Willi Baumeister (1889-1955)
Property from the Fontaine Family Collection
Willi Baumeister (1889-1955)

Horizont orange

Details
Willi Baumeister (1889-1955)
Horizont orange
signed and dated 'W Baumeister 7.47' (upper right); signed and dated again and titled 'W Baumeister 1947 HORIZONT ORANGE' (on the reverse)
oil on board laid down by the artist on panel
18 1/8 x 21¼ in. (46 x 53.9 cm.)
Painted in July 1947
Provenance
Acquired from the artist by the family of the present owner, 1949.
Literature
W. Grohmann, Willi Baumeister: Life and Work, New York, 1966, p. 309, no. 1015 (illustrated).
Exhibited
Frankfurt am Main, Hanna Bekker von Rath Gallery, Baumeister, Fontaine, Wildemann, 1949.

Lot Essay

When Willi Baumeister died of a heart attack at his easel on 31 August 1955 he was at the height of his powers.
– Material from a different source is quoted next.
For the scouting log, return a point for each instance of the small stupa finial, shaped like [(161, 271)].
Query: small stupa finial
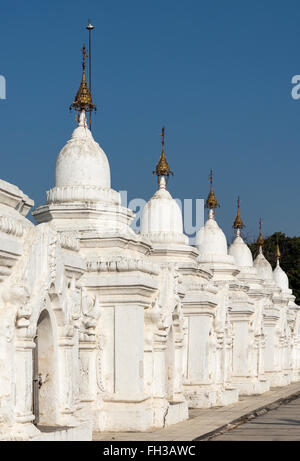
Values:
[(238, 223), (211, 201), (83, 99), (278, 254), (260, 241), (162, 168)]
The paintings of Baumeister's last decade mark the culmination of a long and remarkable career that more than that of any other German artist of his generation forms a link with the avant-garde in Germany both before and after the Nazi era. These latter years marked the period of Baumeister's finest achievements, achievements which are characterized by the evolution of his Metaphysical Landscape series, developed from 1946 to 1954. As his friend the critic Will Grohman wrote, "Seldom had Baumeister been so lighthearted and playful. In his middle fifties he was experiencing a new adolescence...a cheerful optimism took hold of him and accompanied him almost without a break to the end of his life" (op. cit., p. 108).

The present work lies stylistically somewhere between his Combmark Pictures (1946) and Vital Landscapes (1947), compositions which denote the artist's emergence from the despair of war and the growth of a new confidence. In Horizant orange, Baumeister creates an abstract realm by assembling geometric forms and bands of color across the picture plane, in lieu of figures. The composition has no set boundaries: surrealist figures stretch across the canvas and swaths of color composed of vibrating lines or "comb marks" dance across the composition without any regard to the horizon line. As Grohman states "the contrast between abstraction and animation, law and chance, produces the tension of reason and instinct, mind and matter, metaphysics and physics. The landscape in itself is an allegory...a myth of our times, living autonomous picture, which remains in the flat and relies on pictorial elements nether remembered or preconceived" (ibid., p. 110). It is important to remember that, on the whole, Baumeister, like his former teachers at the Bauhaus, Wassily Kandinsky and Paul Klee, was painting with the conscious aim of generating a sense of cosmic mystery and of universality. Through the medium of pure form and color, his art was deliberately intended to hover ambiguously between the realms of the figurative and the abstract.